The animal handling procedures were approved by the Beltsville Area Animal Care and Use Committee Protocol Number 07–025. Six Holstein bull calves were used for the study, which were purchased from a local farm and transported by 3 days of age to the Beltsville Agricultural Research Center (BARC), Beltsville, MD, USA. All calves received colostrum at the first feeding and received standard diet afterward. We randomly selected three calves to be euthanized at 14 days of age for rumen epithelium collection to exemplify preweaning, and at 70 days of age, three calves were euthanized for the collection of rumen tissue postweaning, as previous research has demonstrated that a sample size of three is sufficient to find different gene expression related to organ development in dairy cattle [35].

The rumen tissues were collected from the ventral sac beneath the cranial pillar. Distinct visual cues present ensured the rumen tissue was predominately exposed to rumen liquor before slaughter. The collected tissues were rinsed with tap water and then rinsed in ice-cold physiological saline. According to manufacturer instructions, subsamples (~ 600 mg) of epithelial tissue were fixed in RNAlater RNA stabilization solution (Life Technologies, Grand Island, NY, USA) and stored at − 80 °C until RNA extraction.

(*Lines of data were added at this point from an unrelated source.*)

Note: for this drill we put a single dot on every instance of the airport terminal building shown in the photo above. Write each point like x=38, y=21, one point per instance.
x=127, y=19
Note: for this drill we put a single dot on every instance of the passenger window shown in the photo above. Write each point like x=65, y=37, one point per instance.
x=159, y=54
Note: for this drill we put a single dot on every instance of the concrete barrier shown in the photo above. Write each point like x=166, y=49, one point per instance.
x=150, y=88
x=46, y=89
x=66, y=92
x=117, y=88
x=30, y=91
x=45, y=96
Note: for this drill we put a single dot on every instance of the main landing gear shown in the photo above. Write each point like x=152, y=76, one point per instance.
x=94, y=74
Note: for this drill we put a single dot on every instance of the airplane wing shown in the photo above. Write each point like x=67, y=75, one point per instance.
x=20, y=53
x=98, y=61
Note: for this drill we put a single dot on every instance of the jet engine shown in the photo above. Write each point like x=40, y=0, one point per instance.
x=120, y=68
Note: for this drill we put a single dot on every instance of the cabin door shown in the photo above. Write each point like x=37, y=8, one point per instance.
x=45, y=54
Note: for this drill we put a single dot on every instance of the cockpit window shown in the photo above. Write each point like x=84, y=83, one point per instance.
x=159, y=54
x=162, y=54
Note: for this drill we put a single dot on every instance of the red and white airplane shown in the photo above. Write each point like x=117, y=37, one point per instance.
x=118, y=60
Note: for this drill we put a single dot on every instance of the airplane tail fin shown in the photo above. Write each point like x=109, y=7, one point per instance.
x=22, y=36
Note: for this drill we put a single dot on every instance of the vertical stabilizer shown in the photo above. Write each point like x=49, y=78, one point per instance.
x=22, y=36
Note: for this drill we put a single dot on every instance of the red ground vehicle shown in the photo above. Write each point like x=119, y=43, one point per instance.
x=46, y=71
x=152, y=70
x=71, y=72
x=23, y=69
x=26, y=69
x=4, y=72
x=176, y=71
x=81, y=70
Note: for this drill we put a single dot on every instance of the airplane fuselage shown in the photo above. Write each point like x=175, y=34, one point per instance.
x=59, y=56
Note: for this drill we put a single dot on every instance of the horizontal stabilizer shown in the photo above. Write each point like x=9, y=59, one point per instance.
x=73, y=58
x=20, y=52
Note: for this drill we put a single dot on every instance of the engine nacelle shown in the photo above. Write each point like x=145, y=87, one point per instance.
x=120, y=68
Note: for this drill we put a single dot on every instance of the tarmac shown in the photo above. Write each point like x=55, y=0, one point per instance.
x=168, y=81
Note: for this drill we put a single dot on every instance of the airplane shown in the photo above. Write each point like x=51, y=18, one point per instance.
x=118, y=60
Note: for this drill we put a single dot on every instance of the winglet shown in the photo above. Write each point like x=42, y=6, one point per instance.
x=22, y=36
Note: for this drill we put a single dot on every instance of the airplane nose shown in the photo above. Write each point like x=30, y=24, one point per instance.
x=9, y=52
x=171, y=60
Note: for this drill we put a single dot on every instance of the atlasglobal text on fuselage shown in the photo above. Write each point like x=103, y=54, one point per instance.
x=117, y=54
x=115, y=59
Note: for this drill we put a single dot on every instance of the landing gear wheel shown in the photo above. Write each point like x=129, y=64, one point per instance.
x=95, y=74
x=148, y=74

RNA sequencing, Transcriptional Mapping and Assembly

The RNA extraction procedure has been reported previously [36]. Briefly, total RNA was extracted by Trizol (Invitrogen, Carlsbad, CA, USA) followed by DNase digestion and Qiagen RNeasy column purification (Qiagen, Valencia, CA, USA). The RNA integrity was verified by an Agilent Bioanalyzer 2100 (Agilent, Palo Alto, CA, USA). After quality control procedures, total RNA was sequenced at 150-bp/paired-end sequence reads using RNA-sequencing service supplied by Novogene Corporation, Inc. (UC Davis Sequencing Center, Davis, CA, USA).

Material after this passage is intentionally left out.